Strategy

class paddle.distributed. Strategy ( config=None ) [source]

The Strategy object is used to configure the parallelization and optimization strategies for static graph. Currently contains configuring sharding, fused_passes, gradient_merge and pipline. More strategies will be supported in the future.

sharding is used to cnofigure the sharding states of the optimizer, for saving the GPU memory.

fused_passes is used to configure the fusion of the computation in the model.

gradient_merge is used to configure the gradient merge strategy in training.

pipeline is used to configure the pipeline parallelism strategy.

Parameters
  • config (dict|None, optional) – If config is None, the default

  • dict (configurations will be set. If it is a) –

  • inside (the itmes) –

  • configurations (the dict will be used to set the) –

  • remain (the others) –

  • values. (the default) –

Examples

>>> import paddle
>>> import paddle.distributed as dist

>>> strategy = dist.Strategy()

>>> strategy.sharding.enable = True
>>> strategy.sharding.stage = 2
>>> strategy.sharding.degree = 2

>>> strategy.gradient_merge.enable = True
>>> strategy.gradient_merge.k_steps = 2
>>> strategy.gradient_merge.avg = False

>>> strategy.pipeline.enable = True
>>> strategy.pipeline.schedule_mode = "1F1B" # default is "1F1B"
>>> strategy.pipeline.micro_batch_size = 2
property sharding [source]

sharding is used to cnofigure the sharding states of the optimizer, containing following configs:

enable (bool): whether to enable sharding. Default: False.

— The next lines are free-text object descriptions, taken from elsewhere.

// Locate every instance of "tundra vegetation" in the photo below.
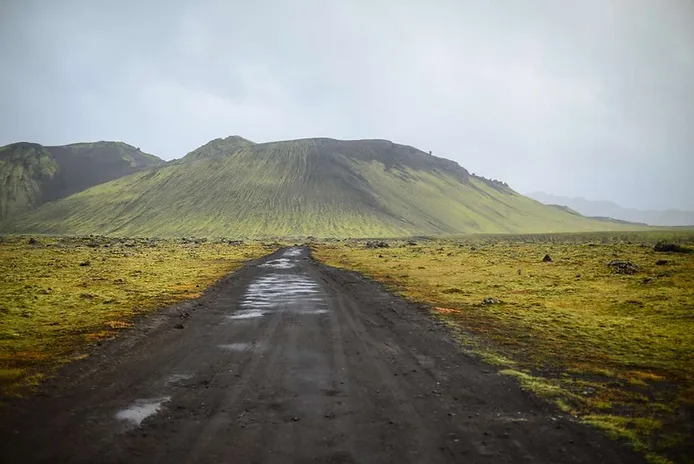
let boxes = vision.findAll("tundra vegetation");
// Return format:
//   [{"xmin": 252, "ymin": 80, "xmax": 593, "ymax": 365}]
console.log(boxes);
[
  {"xmin": 314, "ymin": 230, "xmax": 694, "ymax": 464},
  {"xmin": 0, "ymin": 235, "xmax": 274, "ymax": 399}
]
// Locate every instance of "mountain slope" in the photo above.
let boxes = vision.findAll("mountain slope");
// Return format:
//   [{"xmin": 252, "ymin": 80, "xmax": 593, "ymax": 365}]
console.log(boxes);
[
  {"xmin": 527, "ymin": 192, "xmax": 694, "ymax": 226},
  {"xmin": 0, "ymin": 141, "xmax": 164, "ymax": 221},
  {"xmin": 3, "ymin": 138, "xmax": 646, "ymax": 237},
  {"xmin": 181, "ymin": 135, "xmax": 255, "ymax": 162}
]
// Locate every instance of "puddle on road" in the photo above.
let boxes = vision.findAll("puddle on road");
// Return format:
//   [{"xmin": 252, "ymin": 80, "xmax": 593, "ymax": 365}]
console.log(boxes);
[
  {"xmin": 165, "ymin": 373, "xmax": 193, "ymax": 386},
  {"xmin": 218, "ymin": 343, "xmax": 252, "ymax": 351},
  {"xmin": 260, "ymin": 257, "xmax": 295, "ymax": 269},
  {"xmin": 115, "ymin": 396, "xmax": 171, "ymax": 426},
  {"xmin": 241, "ymin": 274, "xmax": 321, "ymax": 309},
  {"xmin": 282, "ymin": 248, "xmax": 303, "ymax": 257},
  {"xmin": 229, "ymin": 309, "xmax": 265, "ymax": 319},
  {"xmin": 258, "ymin": 247, "xmax": 304, "ymax": 269},
  {"xmin": 297, "ymin": 309, "xmax": 328, "ymax": 315},
  {"xmin": 229, "ymin": 247, "xmax": 328, "ymax": 320}
]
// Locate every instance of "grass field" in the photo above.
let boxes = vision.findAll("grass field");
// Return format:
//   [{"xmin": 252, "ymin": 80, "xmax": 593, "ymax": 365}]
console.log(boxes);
[
  {"xmin": 0, "ymin": 235, "xmax": 275, "ymax": 399},
  {"xmin": 314, "ymin": 230, "xmax": 694, "ymax": 464}
]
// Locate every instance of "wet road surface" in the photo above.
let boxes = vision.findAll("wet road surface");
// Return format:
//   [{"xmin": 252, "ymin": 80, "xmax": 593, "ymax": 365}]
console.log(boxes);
[{"xmin": 0, "ymin": 247, "xmax": 644, "ymax": 463}]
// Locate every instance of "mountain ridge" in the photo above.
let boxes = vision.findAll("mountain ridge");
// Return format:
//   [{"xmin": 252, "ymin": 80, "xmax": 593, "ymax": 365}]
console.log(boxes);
[
  {"xmin": 183, "ymin": 136, "xmax": 513, "ymax": 192},
  {"xmin": 0, "ymin": 141, "xmax": 164, "ymax": 221},
  {"xmin": 527, "ymin": 191, "xmax": 694, "ymax": 227},
  {"xmin": 1, "ymin": 136, "xmax": 647, "ymax": 237}
]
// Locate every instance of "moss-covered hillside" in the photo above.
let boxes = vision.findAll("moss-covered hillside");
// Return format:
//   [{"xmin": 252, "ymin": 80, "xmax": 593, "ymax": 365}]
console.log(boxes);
[
  {"xmin": 0, "ymin": 141, "xmax": 164, "ymax": 221},
  {"xmin": 2, "ymin": 137, "xmax": 646, "ymax": 237}
]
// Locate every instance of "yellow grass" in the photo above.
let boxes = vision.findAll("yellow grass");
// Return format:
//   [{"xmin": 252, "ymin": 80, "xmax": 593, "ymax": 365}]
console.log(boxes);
[
  {"xmin": 0, "ymin": 235, "xmax": 275, "ymax": 397},
  {"xmin": 314, "ymin": 232, "xmax": 694, "ymax": 463}
]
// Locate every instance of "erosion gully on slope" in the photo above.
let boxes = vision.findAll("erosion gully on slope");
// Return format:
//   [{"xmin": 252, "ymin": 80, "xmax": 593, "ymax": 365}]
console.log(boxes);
[{"xmin": 0, "ymin": 247, "xmax": 645, "ymax": 464}]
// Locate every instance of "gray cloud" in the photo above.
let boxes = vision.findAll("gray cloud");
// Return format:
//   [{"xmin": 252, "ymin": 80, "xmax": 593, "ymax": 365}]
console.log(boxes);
[{"xmin": 1, "ymin": 0, "xmax": 692, "ymax": 210}]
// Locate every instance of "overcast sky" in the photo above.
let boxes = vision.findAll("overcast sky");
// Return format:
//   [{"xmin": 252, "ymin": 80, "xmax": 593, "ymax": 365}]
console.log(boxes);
[{"xmin": 1, "ymin": 0, "xmax": 692, "ymax": 210}]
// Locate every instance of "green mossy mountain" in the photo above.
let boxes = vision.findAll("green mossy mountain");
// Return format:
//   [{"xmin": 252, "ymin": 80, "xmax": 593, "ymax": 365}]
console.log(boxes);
[
  {"xmin": 1, "ymin": 137, "xmax": 646, "ymax": 237},
  {"xmin": 181, "ymin": 135, "xmax": 255, "ymax": 162},
  {"xmin": 0, "ymin": 141, "xmax": 163, "ymax": 221}
]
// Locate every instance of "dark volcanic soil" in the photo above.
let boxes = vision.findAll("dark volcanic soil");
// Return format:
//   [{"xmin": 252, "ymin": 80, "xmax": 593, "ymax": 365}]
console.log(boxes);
[{"xmin": 0, "ymin": 247, "xmax": 644, "ymax": 463}]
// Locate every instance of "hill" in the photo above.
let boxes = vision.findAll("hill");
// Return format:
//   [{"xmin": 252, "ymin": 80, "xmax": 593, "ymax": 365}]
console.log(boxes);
[
  {"xmin": 527, "ymin": 191, "xmax": 694, "ymax": 227},
  {"xmin": 2, "ymin": 137, "xmax": 648, "ymax": 237},
  {"xmin": 0, "ymin": 141, "xmax": 164, "ymax": 221},
  {"xmin": 181, "ymin": 135, "xmax": 255, "ymax": 162}
]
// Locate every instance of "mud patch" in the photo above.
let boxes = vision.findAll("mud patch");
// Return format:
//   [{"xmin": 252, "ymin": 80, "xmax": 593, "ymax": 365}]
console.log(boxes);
[{"xmin": 115, "ymin": 396, "xmax": 171, "ymax": 427}]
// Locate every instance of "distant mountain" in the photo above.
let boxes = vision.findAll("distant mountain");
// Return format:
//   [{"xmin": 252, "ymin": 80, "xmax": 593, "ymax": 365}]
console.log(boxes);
[
  {"xmin": 526, "ymin": 192, "xmax": 694, "ymax": 227},
  {"xmin": 0, "ymin": 141, "xmax": 164, "ymax": 221},
  {"xmin": 1, "ymin": 137, "xmax": 648, "ymax": 237}
]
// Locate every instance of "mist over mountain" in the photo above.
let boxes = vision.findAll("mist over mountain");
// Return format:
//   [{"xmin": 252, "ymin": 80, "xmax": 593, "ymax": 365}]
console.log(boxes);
[{"xmin": 526, "ymin": 192, "xmax": 694, "ymax": 227}]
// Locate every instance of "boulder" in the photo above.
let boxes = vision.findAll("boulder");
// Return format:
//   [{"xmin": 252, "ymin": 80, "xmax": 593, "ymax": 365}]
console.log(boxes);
[
  {"xmin": 608, "ymin": 260, "xmax": 638, "ymax": 275},
  {"xmin": 654, "ymin": 242, "xmax": 692, "ymax": 254}
]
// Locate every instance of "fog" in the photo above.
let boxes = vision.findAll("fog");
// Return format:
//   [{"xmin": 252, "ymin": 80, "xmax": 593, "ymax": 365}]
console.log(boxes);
[{"xmin": 1, "ymin": 0, "xmax": 692, "ymax": 210}]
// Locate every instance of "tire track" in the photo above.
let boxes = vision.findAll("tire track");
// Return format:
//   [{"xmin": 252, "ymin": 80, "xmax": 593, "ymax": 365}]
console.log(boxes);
[{"xmin": 182, "ymin": 306, "xmax": 286, "ymax": 463}]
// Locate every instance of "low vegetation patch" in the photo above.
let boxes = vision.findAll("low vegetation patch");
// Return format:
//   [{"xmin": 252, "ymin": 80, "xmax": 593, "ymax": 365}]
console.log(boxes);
[
  {"xmin": 0, "ymin": 235, "xmax": 274, "ymax": 398},
  {"xmin": 314, "ymin": 230, "xmax": 694, "ymax": 464}
]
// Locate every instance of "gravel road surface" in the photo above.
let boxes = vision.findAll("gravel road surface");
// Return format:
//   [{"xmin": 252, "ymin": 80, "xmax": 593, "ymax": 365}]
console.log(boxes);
[{"xmin": 0, "ymin": 247, "xmax": 644, "ymax": 463}]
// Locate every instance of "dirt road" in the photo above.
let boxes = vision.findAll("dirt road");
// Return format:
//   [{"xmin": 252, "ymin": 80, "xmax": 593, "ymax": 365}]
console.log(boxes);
[{"xmin": 0, "ymin": 247, "xmax": 643, "ymax": 463}]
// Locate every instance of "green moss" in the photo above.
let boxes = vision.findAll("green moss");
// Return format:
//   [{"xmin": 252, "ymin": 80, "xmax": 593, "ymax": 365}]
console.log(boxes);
[
  {"xmin": 583, "ymin": 415, "xmax": 663, "ymax": 452},
  {"xmin": 479, "ymin": 352, "xmax": 516, "ymax": 367},
  {"xmin": 315, "ymin": 232, "xmax": 694, "ymax": 463},
  {"xmin": 499, "ymin": 369, "xmax": 567, "ymax": 399},
  {"xmin": 0, "ymin": 141, "xmax": 163, "ymax": 222},
  {"xmin": 0, "ymin": 236, "xmax": 275, "ymax": 397}
]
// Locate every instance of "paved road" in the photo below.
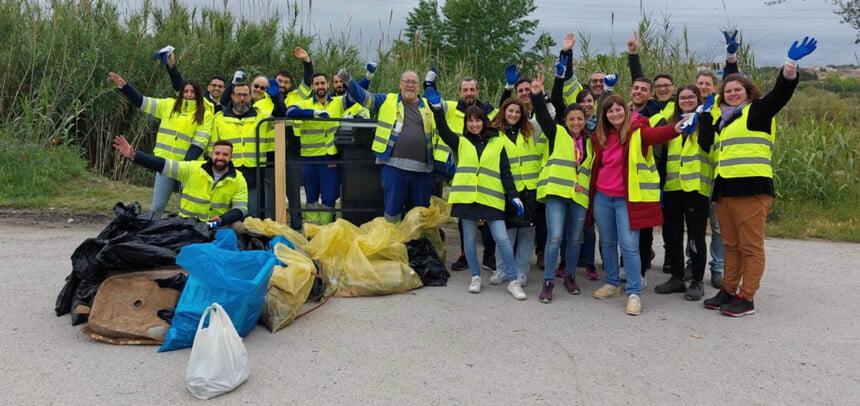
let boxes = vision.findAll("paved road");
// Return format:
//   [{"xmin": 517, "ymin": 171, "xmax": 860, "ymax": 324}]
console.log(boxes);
[{"xmin": 1, "ymin": 220, "xmax": 858, "ymax": 405}]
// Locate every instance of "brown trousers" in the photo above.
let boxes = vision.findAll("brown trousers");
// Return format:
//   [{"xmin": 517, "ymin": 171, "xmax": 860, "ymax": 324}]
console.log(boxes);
[{"xmin": 715, "ymin": 195, "xmax": 773, "ymax": 300}]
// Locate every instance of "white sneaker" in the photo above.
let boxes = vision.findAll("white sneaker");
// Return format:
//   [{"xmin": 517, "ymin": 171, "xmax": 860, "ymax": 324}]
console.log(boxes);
[
  {"xmin": 489, "ymin": 269, "xmax": 507, "ymax": 285},
  {"xmin": 516, "ymin": 272, "xmax": 528, "ymax": 287},
  {"xmin": 468, "ymin": 276, "xmax": 482, "ymax": 293},
  {"xmin": 507, "ymin": 281, "xmax": 527, "ymax": 300}
]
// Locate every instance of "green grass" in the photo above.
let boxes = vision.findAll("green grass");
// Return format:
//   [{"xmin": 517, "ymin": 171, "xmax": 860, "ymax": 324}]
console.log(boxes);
[{"xmin": 767, "ymin": 199, "xmax": 860, "ymax": 242}]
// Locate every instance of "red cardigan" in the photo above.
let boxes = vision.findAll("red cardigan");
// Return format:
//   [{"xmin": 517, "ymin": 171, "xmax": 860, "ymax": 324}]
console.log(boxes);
[{"xmin": 586, "ymin": 114, "xmax": 679, "ymax": 230}]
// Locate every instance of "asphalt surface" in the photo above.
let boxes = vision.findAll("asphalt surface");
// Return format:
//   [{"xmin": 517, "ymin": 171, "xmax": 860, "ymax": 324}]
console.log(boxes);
[{"xmin": 1, "ymin": 220, "xmax": 858, "ymax": 405}]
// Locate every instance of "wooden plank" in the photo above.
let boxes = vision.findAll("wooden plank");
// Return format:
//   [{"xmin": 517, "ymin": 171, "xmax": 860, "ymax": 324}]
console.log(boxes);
[{"xmin": 274, "ymin": 120, "xmax": 287, "ymax": 224}]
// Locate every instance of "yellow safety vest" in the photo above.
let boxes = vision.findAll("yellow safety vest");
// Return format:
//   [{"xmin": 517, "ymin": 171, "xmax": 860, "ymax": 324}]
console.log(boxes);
[
  {"xmin": 562, "ymin": 78, "xmax": 583, "ymax": 107},
  {"xmin": 627, "ymin": 128, "xmax": 661, "ymax": 202},
  {"xmin": 713, "ymin": 104, "xmax": 776, "ymax": 179},
  {"xmin": 161, "ymin": 159, "xmax": 248, "ymax": 220},
  {"xmin": 372, "ymin": 93, "xmax": 437, "ymax": 162},
  {"xmin": 448, "ymin": 136, "xmax": 507, "ymax": 211},
  {"xmin": 500, "ymin": 129, "xmax": 546, "ymax": 192},
  {"xmin": 536, "ymin": 125, "xmax": 594, "ymax": 208},
  {"xmin": 140, "ymin": 97, "xmax": 212, "ymax": 160},
  {"xmin": 664, "ymin": 129, "xmax": 714, "ymax": 197},
  {"xmin": 294, "ymin": 97, "xmax": 341, "ymax": 157},
  {"xmin": 207, "ymin": 107, "xmax": 270, "ymax": 168}
]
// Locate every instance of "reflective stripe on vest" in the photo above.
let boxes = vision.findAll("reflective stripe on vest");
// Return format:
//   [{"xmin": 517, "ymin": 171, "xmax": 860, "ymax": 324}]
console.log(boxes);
[
  {"xmin": 500, "ymin": 129, "xmax": 545, "ymax": 191},
  {"xmin": 536, "ymin": 125, "xmax": 594, "ymax": 208},
  {"xmin": 664, "ymin": 129, "xmax": 715, "ymax": 197},
  {"xmin": 627, "ymin": 128, "xmax": 661, "ymax": 202},
  {"xmin": 714, "ymin": 104, "xmax": 775, "ymax": 179},
  {"xmin": 373, "ymin": 94, "xmax": 437, "ymax": 163},
  {"xmin": 162, "ymin": 159, "xmax": 248, "ymax": 220},
  {"xmin": 448, "ymin": 137, "xmax": 507, "ymax": 210},
  {"xmin": 142, "ymin": 97, "xmax": 208, "ymax": 160},
  {"xmin": 210, "ymin": 109, "xmax": 268, "ymax": 167}
]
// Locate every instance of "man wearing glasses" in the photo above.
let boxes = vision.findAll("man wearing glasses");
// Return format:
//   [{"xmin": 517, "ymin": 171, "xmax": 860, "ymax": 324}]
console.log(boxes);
[{"xmin": 347, "ymin": 70, "xmax": 440, "ymax": 222}]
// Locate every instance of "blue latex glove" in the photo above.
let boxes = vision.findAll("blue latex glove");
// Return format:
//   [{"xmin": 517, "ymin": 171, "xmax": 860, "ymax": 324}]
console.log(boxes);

stage (int): can be set to 1, 2 or 3. 1 indicates the optimizer states segmentation, 2 indicates optimizer states and gradient segmentation, 3 indicates the segmentation of optimizer states, gradient and parameters. Default: 1.

degree (int): the number of segmentation pieces. Default: 8.

Examples

>>> import paddle
>>> import paddle.distributed as dist

>>> strategy = dist.Strategy()

>>> strategy.sharding.enable = True
>>> strategy.sharding.stage = 2
>>> strategy.sharding.degree = 2
property gradient_merge

gradient_merge is used to configure the gradient merge strategy in training, containing following configs:

enable (bool): whether to enable gradient merge. Default: False.

k_steps (int): the number of steps for merging gradients. Default: 1.

avg (bool): whether to average the gradients of each step. Default: True.

Examples

>>> import paddle
>>> import paddle.distributed as dist

>>> strategy = dist.Strategy()

>>> strategy.gradient_merge.enable = True
>>> strategy.gradient_merge.k_steps = 2
>>> strategy.gradient_merge.avg = True
property fused_passes

fused_passes is used to configure the fusion of the computation in the model, containing following configs:

enable (bool): whether to enable fused passes. Default: False.

gemm_epilogue (bool): whether to fuse matmul and add computation in the Linear layer. Default: False

“dropout_add” (bool): whether to fuse dropout and add computation. Default: False.

Examples

>>> import paddle
>>> import paddle.distributed as dist

>>> strategy = dist.Strategy()

>>> strategy.fused_passes.enable = True
>>> strategy.fused_passes.gemm_spilogue = True
>>> strategy.fused_passes.dropout_add = True
property pipeline

pipeline is used to configure the pipeline parallelism in training, containing following configs:

enable (bool): whether to enable pipeline parallelism. Default: False.

schedule_mode (str): the scheduling mode of pipeline parallelism. Default: “1F1B”.

micro_batch_size (int): the size of each micro-batch inside a mini-batch. Default: 1.

accumulate_steps (int): number of steps for accumulating. Default: 1.

Examples

>>> import paddle
>>> import paddle.distributed as dist

>>> strategy = dist.Strategy()

>>> strategy.pipeline.enable = True
>>> strategy.pipeline.micro_batch_size = 2